Find out the place(RBSESolutions.com)value of 6 and 2 in the following numbers –
(i) 28506
(ii) 36265
(iii) 52266
(iv) 69242
(v) 82563
Solution.
(i) 28506 in
Place value of 6 = 6
Place value of 2 = 20000

(ii) 36265 in
Place value of 6 = 6000
Again Place value of 6 = 60
Place value of 2 = 200

(iii) 52266 in
Place value of 6 = 60
Again Place value of 6 = 6
Place value of2 = 2000
Again Place value of = 200

(iv) 69242 in
Place value of 6 = 60000
Place value of 2 = 200
AgainPlance value of 2 = 2

(v) 82563 in
Place value of 6 = 60
Place value of 2 = 2000

Question 5.
Mark the right symbol (<, >, =) between the given numbers
(i) 2979 ………….. 2932
(ii) 5423 ………….. 5432
(iii) 8952 ………….. 8952
(iv) 6850 ………….. 6852
(v) 3675 ………….. 3675
(vi) 9821 ………….. 9799
Solution.
(i) 2979 > 2932
(ii) 5423 < 5432
(iii) 8952 = 8952
(iv) 6850 < 6852
(v) 3675 = 3675
(vi) 9821 > 9799

Question 6.
Write the following(RBSESolutions.com)numbers in ascending order –
(i) 26886, 37725, 30840, 25975, 40021
(ii) 59307, 53907, 59703, 57039, 57903
(iii) 74443, 74434, 74344, 77444, 77555
Solution.
(i) 25975, 26886, 30840, 37725, 40021
(ii) 53907, 57039, 57903, 59307, 59703
(iii) 74344, 74434, 74443, 77444, 77555

Question 7.
Write the following numbers in descending order-
(i) 41525, 51425, 34152, 42325, 50925
(ii) 86067, 81316, 85032, 82511, 81154
(iii) 76543, 73456, 74356, 76435, 74653
Solution.
(i) 51425, 50925, 42325, 41525, 34152
(ii) 86067, 85032, 82511, 81316, 81154
(iii) 76543, 76435, 74653, 74356, 73456

We hope the RBSE Solutions for Class 5 Maths Chapter 1 Numbers Ex 1.1 will help you.

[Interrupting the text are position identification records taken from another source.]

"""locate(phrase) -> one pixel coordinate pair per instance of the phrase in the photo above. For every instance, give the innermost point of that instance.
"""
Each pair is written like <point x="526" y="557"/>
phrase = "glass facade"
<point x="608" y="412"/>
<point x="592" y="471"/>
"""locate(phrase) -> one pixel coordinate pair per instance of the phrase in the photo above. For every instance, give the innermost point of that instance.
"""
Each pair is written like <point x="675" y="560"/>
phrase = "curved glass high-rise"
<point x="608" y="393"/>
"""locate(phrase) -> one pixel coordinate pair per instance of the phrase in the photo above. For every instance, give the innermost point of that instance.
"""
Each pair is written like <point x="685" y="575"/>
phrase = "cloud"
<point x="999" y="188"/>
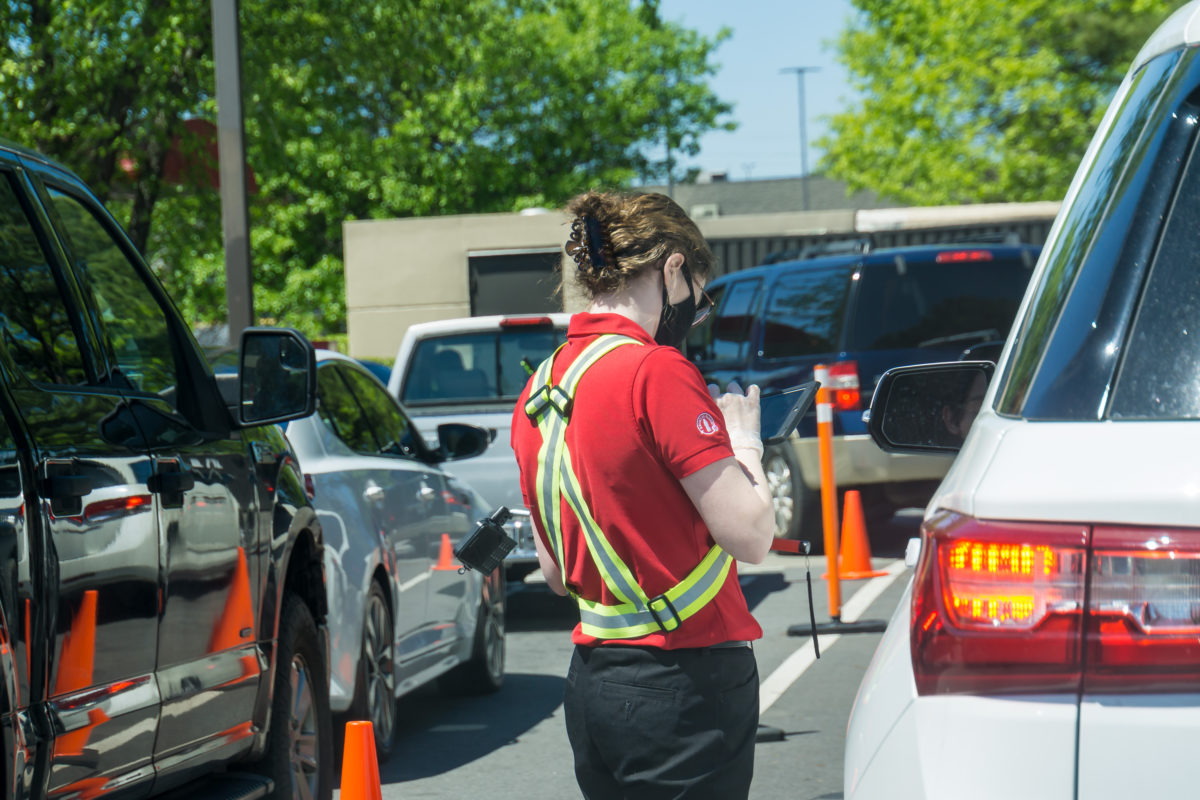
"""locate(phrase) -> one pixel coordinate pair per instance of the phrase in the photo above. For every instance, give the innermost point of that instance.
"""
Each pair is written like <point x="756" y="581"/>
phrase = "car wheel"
<point x="375" y="689"/>
<point x="299" y="747"/>
<point x="797" y="510"/>
<point x="484" y="672"/>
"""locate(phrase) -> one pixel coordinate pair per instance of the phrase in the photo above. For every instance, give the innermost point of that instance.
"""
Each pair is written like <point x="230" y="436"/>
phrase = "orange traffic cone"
<point x="360" y="765"/>
<point x="855" y="559"/>
<point x="237" y="623"/>
<point x="78" y="654"/>
<point x="445" y="555"/>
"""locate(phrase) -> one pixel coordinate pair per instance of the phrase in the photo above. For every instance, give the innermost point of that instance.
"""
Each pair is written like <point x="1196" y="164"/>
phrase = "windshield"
<point x="485" y="366"/>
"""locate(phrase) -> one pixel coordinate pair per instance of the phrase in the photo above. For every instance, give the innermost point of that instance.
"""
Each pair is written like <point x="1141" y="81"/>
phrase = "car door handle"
<point x="171" y="482"/>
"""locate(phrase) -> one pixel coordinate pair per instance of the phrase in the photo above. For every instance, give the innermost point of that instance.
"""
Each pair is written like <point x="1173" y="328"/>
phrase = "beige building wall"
<point x="405" y="271"/>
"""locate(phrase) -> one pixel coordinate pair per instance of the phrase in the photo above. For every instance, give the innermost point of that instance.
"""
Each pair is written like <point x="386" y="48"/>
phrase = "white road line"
<point x="789" y="672"/>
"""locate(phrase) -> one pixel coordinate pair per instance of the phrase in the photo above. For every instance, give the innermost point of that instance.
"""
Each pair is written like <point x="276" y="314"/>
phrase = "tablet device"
<point x="781" y="411"/>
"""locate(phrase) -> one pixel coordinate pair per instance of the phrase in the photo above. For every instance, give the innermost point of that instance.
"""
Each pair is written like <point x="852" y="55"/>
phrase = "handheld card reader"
<point x="780" y="413"/>
<point x="487" y="545"/>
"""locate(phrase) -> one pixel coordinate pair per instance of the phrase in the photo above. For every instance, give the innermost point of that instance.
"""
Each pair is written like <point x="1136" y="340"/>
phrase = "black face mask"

If you have any query regarding Rajasthan Board RBSE Class 5 Maths Chapter 1 Numbers Exercise 1.1, drop a comment below and we will get back to you at the earliest.

RBSE Solutions for Class 5 Maths Chapter 2 Addition and Subtraction In Text Exercise

June 2, 2022 by Fazal Leave a Comment

RBSE Solutions for Class 5 Maths Chapter 2 Addition and Subtraction In Text Exercise is part of RBSE Solutions for Class 5 Maths. Here we have given Rajasthan Board RBSE Class 5 Maths Chapter 2 Addition and Subtraction In Text Exercise.

Board	RBSE
Textbook	SIERT, Rajasthan
Class	Class 5
Subject	Maths
Chapter	Chapter 2
Chapter Name	Addition and Subtraction
Exercise	In Text Exercise
Number of Questions	14
Category	RBSE Solutions

Rajasthan Board RBSE Class 5 Maths Chapter 2 Addition and Subtraction In Text Exercise

Page No. 7

Solve :

Question 6.
580 + 27 + 306 = …………
Solution.
9133

1/32 to Decimals are a set of numbers lying between integers on a number line.

Question 7.
473 – 296 = …………
Solution.
177

Question 8.
364+67 – 199 = 431 – 199 = …………
Solution.
232

Question 9.
37 – 15 + 10 = 47 – 15 = …………
Solution.
32

Question 10.
185 boys and 162 girls are studying in Government(RBSESolutions.com)Higher Secondary School, Udliyas. What is the total number of students studying ¡n this school?
Solution.

Question 11.
In a garden 255 roses, 156 marigold, 178 Jasmine(RBSESolutions.com)plants are there. What is the total number of flowering plants ?
Solution.

Question 12.
Gita’s father is at the mart to sell pots. This(RBSESolutions.com)time her father built 523 pots, of which 484 were sold out. Then how many pots are left unsold ?
Solution.

Question 13.
Do addition and(RBSESolutions.com)subtraction with Indian numbers.

Solution:

Page No. 8

Practice

Solution.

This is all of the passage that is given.